L’inadempimento dell’obbligo comporterebbe per il lavoratore le stesse conseguenze previste per il personale scolastico. Al datore di lavoro spetterebbe un certo sforzo organizzativo per i controlli, specie nelle aziende di maggiori dimensioni. Al riguardo, si rammenta che a causa delle difficoltà rilevate dai presidi – la scuola è stato il primo posto di lavoro ove si è imposta la certificazione verde – il ministero dell’Istruzione ha elaborato in via d’urgenza una modalità di verifica del pass via computer, alternativa a quella ordinaria mediante l’App VerificaC19.

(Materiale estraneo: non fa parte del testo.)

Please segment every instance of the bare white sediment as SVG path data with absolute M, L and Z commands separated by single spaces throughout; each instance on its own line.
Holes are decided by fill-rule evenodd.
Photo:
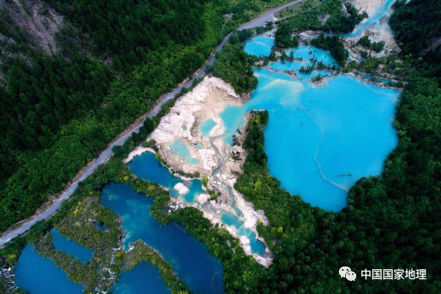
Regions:
M 386 0 L 349 0 L 349 2 L 357 8 L 360 13 L 366 12 L 369 15 L 371 15 L 376 7 L 386 2 Z
M 358 10 L 359 12 L 365 11 L 369 16 L 375 12 L 377 7 L 386 2 L 386 0 L 349 0 L 353 6 Z M 360 34 L 359 36 L 353 38 L 345 38 L 347 40 L 347 47 L 354 45 L 360 38 L 364 36 L 369 36 L 372 42 L 385 41 L 384 49 L 380 53 L 374 51 L 368 50 L 371 54 L 374 56 L 381 56 L 389 55 L 393 52 L 400 52 L 400 49 L 395 41 L 393 35 L 392 34 L 391 28 L 387 21 L 387 17 L 384 16 L 380 20 L 380 25 L 372 24 Z M 351 48 L 353 52 L 358 54 L 359 50 L 366 51 L 366 48 Z
M 206 176 L 209 178 L 208 189 L 216 193 L 220 192 L 220 196 L 216 200 L 211 200 L 208 193 L 199 195 L 193 206 L 201 209 L 204 216 L 213 224 L 219 224 L 238 238 L 247 255 L 252 255 L 259 263 L 268 267 L 272 262 L 272 253 L 267 247 L 265 256 L 253 253 L 249 240 L 240 235 L 236 227 L 222 224 L 220 219 L 223 212 L 236 215 L 243 222 L 242 227 L 252 230 L 265 244 L 264 240 L 258 238 L 256 228 L 259 221 L 268 224 L 267 218 L 263 211 L 257 211 L 234 187 L 236 175 L 242 172 L 242 165 L 246 158 L 246 154 L 241 147 L 241 141 L 245 136 L 245 127 L 238 134 L 238 144 L 232 147 L 224 142 L 225 127 L 220 116 L 225 107 L 240 106 L 247 98 L 237 95 L 233 87 L 221 79 L 205 77 L 192 91 L 176 101 L 170 112 L 161 118 L 147 140 L 153 139 L 156 142 L 161 156 L 172 169 L 185 173 L 198 172 L 201 176 Z M 208 136 L 203 136 L 200 131 L 201 124 L 206 119 L 216 123 Z M 190 156 L 198 160 L 197 163 L 188 163 L 172 150 L 170 145 L 176 140 L 181 140 L 188 147 Z M 142 150 L 134 150 L 132 157 Z M 184 193 L 182 187 L 176 185 L 174 188 L 181 195 Z M 227 188 L 232 195 L 229 194 Z M 240 216 L 237 216 L 233 206 L 240 211 Z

Su queste pagine si è scritto che la prescrizione del “green pass” a chi quotidianamente deve entrare nel luogo di lavoro significa imporgli in via indiretta un obbligo vaccinale, poiché il costo di un tampone ogni 48 ore, in alternativa alla vaccinazione, costituirebbe un onere troppo gravoso. Quest’obiezione sarebbe superata dalla previsione di tamponi gratuiti per i lavoratori, su cui si è visto che le parti paiono concordare. E, come rilevato dal costituzionalista Michele Ainis, ciò permetterebbe di non discriminare in base al reddito chi non possa sostenerne la spesa per esercitare un diritto fondamentale, qual è quello al lavoro. Tuttavia, sorge un altro dubbio. I tamponi gratuiti, oltre a dissuadere dal vaccinarsi, potrebbero creare discriminazioni ulteriori: l’esito negativo del tampone gratis consentirebbe al lavoratore anche di frequentare ristoranti, cinema ecc., a differenza di chi, invece, non lavora e deve pagarsi il tampone per accedervi.

Il tema non è agevole, e nel dibattito pubblico se ne parla talora con troppa disinvoltura, nonchè con una superficialità dannosa. Il governo, dal canto suo, con la frammentazione nell’adozione delle misure nei luoghi di lavoro, mediante decreti a distanza di pochi giorni l’uno dall’altro, rischia di creare conflitti tra chi vi è assoggettato e chi, invece, ne è escluso (Ainis), senza che ne sia chiara la “ratio”. Questione non solo d’eguaglianza, ma anche – e come sempre – di trasparenza.